Given the following API response consisting of a list of the Book entity (which has already been defined above), the User entity is nested in the author and readers properties, which makes it non-trivial to resolve them into your Redux state.

{
  id: 1,
  author: { id: 1, name: 'Bob' },
  readers: [
    { id: 2, name: 'Jeff' },
    { id: 3, name: 'Tom' }
  ],
}, {
  id: 2,
  author: { id: 2, name: 'Jeff' },
  readers: [
    { id: 3, name: 'Tom' }
  ],
}

wormalize comes to rescue in this case.
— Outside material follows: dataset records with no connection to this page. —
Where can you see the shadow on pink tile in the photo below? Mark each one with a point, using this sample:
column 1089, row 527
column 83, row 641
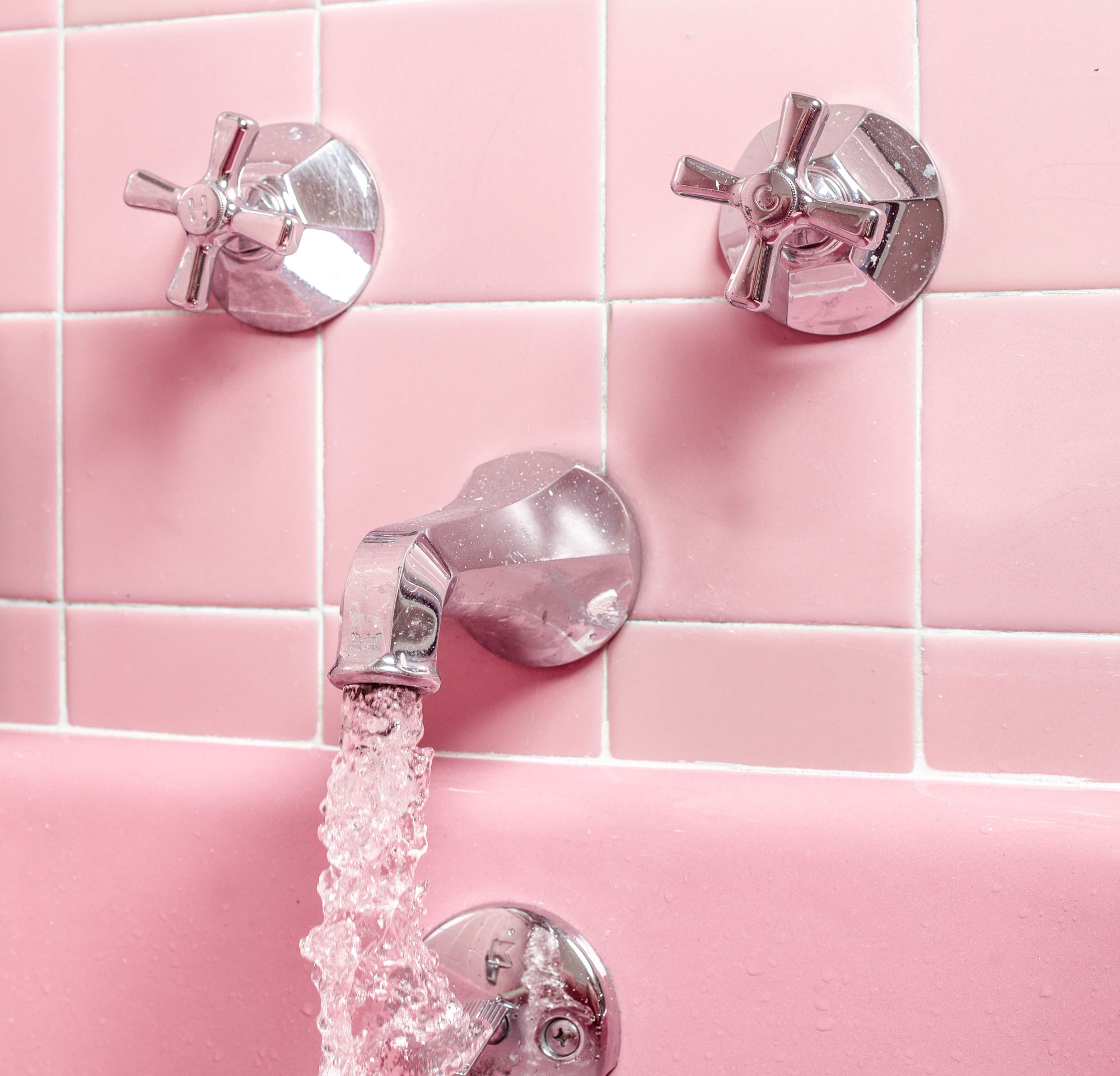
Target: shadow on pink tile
column 29, row 127
column 1011, row 124
column 80, row 13
column 237, row 675
column 488, row 705
column 772, row 473
column 1029, row 705
column 190, row 463
column 696, row 78
column 30, row 665
column 481, row 121
column 29, row 483
column 1021, row 470
column 416, row 399
column 806, row 698
column 166, row 86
By providing a schema corresponding to the structure of data, wormalize is able to resolve them to the result and entities properties:

import { wormalize } from 'wormalize'

wormalize([{
  id: 1,
  author: { id: 1, name: 'Bob' },
  readers: [
    { id: 2, name: 'Jeff' },
    { id: 3, name: 'Tom' }
  ],
}, {
  id: 2,
  author: { id: 2, name: 'Jeff' },
  readers: [
    { id: 3, name: 'Tom' }
  ],
}], [Book])

The code above returns:

{
  result: [1, 2],
  entities: {
    Person: {
      1: { id: 1, name: 'Bob' },
      2: { id: 2, name: 'Jeff' },
      3: { id: 3, name: 'Tom' }
    },
    Book: {
      1: { id: 1, author: 1, readers: [2, 3] },
      2: { id: 2, author: 2, readers: [3] }
    }
  }
}

Correspondingly, dewormalize is provided to do the opposite:

import { dewormalize } from 'wormalize'

dewormalize([1, 2], [Book], {
  Person: {
    1: { id: 1, name: 'Bob' },
    2: { id: 2, name: 'Jeff' },
    3: { id: 3, name: 'Tom' }
  },
  Book: {
    1: { id: 1, author: 1, readers: [2, 3] },
    2: { id: 2, author: 2, readers: [3] }
  }
})

The code above returns:

[{
  id: 1,
  author: { id: 1, name: 'Bob' },
  readers: [
    { id: 2, name: 'Jeff' },
    { id: 3, name: 'Tom' }
  ],
}, {
  id: 2,
  author: { id: 2, name: 'Jeff' },
  readers: [
    { id: 3, name: 'Tom' }
  ],
}

The third argument of dewormalize can also be a function, which will be called with two arguments schemaName and id when resolving each data.